Guns
protect thousands of lives every day. According
to anti-gun researchers in the Clinton Justice Department, there are as many as
1.5 million cases of self-defense with a firearm every year (or more than 4,000
times a day). The National Institute of
Justice published this figure in 1997 as part of “Guns in America ”—a
study which was authored by noted anti-gun criminologists Philip Cook and Jens
Ludwig.
Nevertheless,
there was a much-publicized study (in 1993) which supposedly claims that “guns
are three times more likely to kill you than help you.” And while this study is frequently quoted, it
is a total fraud.

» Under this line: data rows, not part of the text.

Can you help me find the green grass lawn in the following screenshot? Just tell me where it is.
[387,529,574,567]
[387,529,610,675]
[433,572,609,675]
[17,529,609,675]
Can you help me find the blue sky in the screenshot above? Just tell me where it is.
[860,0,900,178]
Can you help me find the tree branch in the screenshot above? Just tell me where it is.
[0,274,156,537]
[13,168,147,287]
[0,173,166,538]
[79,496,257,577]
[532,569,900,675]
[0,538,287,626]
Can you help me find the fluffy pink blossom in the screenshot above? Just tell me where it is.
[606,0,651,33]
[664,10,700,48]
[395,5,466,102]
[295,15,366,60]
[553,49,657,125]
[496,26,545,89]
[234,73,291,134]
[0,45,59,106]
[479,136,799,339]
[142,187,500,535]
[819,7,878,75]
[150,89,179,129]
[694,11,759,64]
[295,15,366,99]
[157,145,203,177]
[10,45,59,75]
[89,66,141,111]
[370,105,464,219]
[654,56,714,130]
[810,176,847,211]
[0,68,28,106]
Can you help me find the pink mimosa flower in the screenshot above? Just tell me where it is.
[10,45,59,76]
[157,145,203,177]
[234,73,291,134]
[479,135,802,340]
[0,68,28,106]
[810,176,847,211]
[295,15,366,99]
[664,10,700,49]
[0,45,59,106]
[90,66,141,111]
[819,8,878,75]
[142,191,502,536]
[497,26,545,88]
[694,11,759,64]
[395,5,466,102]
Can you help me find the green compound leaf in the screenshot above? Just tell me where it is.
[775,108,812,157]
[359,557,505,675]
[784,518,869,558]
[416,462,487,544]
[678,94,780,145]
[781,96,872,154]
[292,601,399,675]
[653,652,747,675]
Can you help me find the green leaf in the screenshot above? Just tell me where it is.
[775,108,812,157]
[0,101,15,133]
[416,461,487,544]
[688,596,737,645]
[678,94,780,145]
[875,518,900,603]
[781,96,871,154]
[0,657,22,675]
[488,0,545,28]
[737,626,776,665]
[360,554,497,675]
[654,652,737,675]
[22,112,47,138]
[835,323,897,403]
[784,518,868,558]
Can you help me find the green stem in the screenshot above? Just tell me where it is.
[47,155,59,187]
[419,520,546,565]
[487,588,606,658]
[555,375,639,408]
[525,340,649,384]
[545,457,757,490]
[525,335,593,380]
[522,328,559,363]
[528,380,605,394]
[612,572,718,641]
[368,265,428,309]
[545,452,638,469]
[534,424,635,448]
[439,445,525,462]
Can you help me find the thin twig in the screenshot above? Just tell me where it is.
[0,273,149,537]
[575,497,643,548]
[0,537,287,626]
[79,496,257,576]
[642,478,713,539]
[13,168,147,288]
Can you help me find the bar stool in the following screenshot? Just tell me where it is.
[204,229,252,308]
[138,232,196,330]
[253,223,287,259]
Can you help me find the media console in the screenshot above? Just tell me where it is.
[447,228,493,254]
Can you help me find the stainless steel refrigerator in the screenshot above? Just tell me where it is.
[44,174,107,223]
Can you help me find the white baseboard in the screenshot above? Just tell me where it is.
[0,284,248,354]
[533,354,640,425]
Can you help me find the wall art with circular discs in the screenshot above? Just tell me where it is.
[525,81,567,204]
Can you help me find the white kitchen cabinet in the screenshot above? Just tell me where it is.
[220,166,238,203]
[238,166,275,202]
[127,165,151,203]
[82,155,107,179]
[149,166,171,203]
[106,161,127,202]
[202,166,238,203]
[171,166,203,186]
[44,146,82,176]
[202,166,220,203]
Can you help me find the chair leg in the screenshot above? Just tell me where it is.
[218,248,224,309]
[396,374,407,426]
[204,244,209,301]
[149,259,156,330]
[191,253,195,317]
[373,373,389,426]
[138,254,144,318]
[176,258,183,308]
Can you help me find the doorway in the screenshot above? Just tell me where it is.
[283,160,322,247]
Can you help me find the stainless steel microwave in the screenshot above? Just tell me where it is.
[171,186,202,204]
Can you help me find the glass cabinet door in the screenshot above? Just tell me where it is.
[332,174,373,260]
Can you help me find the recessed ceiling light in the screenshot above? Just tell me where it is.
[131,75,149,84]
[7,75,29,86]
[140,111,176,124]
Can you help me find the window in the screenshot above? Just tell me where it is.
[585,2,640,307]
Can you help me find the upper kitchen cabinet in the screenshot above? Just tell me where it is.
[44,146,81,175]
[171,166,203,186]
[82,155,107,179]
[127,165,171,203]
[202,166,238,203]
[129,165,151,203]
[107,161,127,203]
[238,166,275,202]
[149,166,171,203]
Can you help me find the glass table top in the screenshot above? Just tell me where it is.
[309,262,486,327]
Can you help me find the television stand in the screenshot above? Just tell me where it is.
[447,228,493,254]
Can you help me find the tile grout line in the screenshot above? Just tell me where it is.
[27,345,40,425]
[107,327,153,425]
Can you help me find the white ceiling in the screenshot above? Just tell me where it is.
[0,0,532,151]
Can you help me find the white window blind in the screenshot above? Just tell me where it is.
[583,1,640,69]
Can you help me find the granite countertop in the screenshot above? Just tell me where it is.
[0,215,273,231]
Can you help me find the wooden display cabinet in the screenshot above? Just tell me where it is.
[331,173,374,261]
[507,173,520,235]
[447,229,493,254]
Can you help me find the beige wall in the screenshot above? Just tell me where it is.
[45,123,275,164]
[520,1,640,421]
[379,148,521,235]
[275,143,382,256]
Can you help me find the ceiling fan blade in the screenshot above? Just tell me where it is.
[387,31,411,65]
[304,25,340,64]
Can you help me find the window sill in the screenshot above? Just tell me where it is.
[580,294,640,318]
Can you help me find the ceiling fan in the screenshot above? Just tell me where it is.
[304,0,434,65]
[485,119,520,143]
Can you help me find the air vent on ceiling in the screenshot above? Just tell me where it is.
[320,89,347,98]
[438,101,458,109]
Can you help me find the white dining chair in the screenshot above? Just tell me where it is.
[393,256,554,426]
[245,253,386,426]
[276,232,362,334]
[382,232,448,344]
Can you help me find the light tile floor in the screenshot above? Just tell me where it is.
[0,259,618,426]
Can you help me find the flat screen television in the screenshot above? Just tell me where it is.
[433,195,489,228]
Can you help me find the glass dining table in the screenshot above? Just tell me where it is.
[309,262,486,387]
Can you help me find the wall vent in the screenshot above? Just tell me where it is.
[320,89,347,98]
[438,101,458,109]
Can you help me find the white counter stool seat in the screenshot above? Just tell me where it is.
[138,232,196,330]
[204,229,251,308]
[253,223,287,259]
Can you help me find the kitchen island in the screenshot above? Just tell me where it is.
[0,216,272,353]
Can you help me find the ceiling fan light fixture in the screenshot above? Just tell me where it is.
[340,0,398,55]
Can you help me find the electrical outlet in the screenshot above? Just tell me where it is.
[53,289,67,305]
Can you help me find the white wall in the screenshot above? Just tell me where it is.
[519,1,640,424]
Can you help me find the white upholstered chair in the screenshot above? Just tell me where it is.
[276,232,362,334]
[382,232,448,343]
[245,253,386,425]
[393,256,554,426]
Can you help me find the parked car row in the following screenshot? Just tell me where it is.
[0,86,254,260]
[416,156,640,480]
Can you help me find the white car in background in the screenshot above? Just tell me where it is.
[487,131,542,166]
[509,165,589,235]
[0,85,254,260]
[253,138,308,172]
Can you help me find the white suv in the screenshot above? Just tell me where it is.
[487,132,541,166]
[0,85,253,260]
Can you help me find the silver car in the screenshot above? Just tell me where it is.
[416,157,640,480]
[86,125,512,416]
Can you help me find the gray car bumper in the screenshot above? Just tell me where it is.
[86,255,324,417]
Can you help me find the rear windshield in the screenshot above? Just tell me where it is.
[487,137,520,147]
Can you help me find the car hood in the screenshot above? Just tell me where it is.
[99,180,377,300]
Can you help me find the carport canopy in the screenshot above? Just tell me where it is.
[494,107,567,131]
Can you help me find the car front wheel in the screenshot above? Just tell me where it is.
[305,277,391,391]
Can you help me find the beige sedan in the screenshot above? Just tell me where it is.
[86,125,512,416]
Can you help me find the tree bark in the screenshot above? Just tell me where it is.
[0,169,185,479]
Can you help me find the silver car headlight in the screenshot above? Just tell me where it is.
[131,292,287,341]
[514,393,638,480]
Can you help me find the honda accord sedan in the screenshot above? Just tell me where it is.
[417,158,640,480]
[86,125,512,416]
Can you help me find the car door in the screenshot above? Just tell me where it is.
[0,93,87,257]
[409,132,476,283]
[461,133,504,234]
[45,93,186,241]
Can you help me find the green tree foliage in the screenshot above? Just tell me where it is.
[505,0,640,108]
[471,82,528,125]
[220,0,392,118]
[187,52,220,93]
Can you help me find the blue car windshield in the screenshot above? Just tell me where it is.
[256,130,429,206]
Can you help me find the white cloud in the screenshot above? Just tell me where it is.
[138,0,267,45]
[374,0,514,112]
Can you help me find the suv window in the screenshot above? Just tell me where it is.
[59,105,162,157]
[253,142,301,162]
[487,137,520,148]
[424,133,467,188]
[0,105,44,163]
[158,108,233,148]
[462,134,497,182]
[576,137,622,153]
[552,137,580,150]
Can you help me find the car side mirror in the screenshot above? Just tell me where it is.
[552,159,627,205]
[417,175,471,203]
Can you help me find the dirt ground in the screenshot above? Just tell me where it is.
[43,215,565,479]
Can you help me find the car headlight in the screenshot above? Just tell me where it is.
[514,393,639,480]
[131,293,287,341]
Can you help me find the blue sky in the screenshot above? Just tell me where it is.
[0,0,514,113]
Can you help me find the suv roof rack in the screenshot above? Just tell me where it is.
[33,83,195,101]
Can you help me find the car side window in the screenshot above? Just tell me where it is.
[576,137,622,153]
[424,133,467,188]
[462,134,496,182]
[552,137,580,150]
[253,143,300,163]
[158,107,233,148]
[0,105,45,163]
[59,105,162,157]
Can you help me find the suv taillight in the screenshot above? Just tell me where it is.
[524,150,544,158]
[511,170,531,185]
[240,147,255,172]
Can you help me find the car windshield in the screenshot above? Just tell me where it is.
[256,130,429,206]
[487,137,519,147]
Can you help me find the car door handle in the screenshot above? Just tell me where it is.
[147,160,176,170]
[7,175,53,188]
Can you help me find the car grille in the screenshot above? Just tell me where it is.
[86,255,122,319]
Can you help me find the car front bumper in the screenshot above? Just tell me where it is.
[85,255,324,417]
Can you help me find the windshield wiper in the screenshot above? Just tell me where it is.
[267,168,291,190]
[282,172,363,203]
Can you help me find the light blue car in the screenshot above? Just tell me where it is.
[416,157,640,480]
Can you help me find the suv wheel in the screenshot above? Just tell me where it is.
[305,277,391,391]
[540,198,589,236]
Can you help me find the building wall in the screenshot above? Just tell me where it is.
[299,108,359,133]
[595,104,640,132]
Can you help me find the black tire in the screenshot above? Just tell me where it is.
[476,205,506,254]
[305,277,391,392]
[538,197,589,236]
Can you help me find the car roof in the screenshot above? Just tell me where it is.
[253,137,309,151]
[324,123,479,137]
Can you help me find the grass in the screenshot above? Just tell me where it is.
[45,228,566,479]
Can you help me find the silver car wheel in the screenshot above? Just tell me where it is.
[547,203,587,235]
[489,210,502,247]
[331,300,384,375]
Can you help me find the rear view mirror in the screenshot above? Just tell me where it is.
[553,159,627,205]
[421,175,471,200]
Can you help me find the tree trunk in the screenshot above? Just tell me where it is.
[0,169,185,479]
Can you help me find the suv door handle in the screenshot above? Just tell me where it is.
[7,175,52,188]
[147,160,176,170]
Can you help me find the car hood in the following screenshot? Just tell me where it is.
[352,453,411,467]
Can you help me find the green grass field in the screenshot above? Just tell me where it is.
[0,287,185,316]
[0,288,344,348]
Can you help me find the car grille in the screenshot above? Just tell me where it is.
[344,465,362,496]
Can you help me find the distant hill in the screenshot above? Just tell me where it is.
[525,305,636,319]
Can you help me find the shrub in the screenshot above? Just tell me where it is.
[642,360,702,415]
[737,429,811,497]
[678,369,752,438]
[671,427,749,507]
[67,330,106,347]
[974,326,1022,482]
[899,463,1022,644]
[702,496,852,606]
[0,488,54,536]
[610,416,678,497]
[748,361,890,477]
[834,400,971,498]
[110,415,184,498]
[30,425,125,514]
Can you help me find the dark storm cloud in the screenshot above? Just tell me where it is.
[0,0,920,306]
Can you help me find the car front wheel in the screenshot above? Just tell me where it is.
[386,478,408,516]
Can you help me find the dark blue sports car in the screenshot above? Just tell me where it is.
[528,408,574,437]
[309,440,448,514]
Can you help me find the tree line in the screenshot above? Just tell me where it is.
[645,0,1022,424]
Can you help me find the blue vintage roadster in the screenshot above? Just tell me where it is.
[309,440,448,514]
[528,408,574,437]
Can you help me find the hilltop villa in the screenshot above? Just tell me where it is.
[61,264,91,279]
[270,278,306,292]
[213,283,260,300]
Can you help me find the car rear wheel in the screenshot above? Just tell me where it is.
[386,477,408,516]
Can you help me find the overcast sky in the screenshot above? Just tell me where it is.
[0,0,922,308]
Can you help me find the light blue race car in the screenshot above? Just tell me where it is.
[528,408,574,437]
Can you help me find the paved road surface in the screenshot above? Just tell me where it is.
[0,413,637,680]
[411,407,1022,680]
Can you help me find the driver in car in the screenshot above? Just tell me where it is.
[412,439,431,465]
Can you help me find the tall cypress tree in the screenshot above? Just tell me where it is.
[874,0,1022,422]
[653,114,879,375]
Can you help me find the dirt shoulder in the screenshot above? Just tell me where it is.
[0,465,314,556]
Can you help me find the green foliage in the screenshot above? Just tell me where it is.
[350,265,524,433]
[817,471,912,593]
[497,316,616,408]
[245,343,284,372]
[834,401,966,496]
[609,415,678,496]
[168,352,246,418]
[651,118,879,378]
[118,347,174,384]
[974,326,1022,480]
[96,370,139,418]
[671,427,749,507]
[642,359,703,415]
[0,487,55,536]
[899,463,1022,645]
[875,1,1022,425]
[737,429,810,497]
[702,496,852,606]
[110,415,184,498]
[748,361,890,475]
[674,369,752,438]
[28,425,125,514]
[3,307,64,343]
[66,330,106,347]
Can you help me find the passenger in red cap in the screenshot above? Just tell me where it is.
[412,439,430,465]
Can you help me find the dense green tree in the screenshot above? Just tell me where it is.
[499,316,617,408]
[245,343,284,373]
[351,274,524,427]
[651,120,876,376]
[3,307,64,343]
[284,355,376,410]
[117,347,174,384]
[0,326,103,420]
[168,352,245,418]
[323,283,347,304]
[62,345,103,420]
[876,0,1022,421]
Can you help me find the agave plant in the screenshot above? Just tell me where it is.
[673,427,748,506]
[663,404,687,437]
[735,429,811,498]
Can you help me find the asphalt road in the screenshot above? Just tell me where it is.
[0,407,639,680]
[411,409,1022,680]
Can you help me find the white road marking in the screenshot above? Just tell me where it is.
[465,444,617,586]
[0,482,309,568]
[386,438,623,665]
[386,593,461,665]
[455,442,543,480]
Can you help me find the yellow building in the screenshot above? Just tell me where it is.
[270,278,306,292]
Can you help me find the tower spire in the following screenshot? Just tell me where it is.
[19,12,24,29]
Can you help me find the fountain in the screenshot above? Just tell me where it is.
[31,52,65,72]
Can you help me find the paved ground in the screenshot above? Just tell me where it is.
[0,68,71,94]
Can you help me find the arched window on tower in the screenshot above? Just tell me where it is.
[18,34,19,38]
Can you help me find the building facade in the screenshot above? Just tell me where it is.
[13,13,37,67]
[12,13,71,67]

Even using the low
figures from the Clinton Justice Department, firearms are used almost 50 times
more often to save life than to take life.
More
importantly, the author of the 1993 study, Arthur Kellerman, refused to make
his research data available until several years later, when the Center for
Disease Control (which had funded the study) required at least some of his data
to be made available to critics.
At
that point, it became very clear that Kellerman’s conclusions—claiming guns are
more likely to kill you than help you—was a complete lie. (Even this 3:1 figure was a repudiation of
his original study in 1986, where he published an inflated figure of almost
1,500 percent, claiming that guns were 43 times more likely to kill a family
member than a criminal.)
Researcher
and attorney, Don Kates, studied the data from Kellerman’s 1993 study, and in
his book, Armed: New Perspectives on Gun Control (2001), reveals that all available data now indicates
that the “home gun homicide victims [in the flawed study] were killed using
guns not kept in the victim’s home.”
In other words, virtually all the
victims were NOT murdered with their own guns!
They were killed “by intruders who brought their own guns to the
victim’s household.”
Alas,
the victims would have been better off having a gun to protect themselves.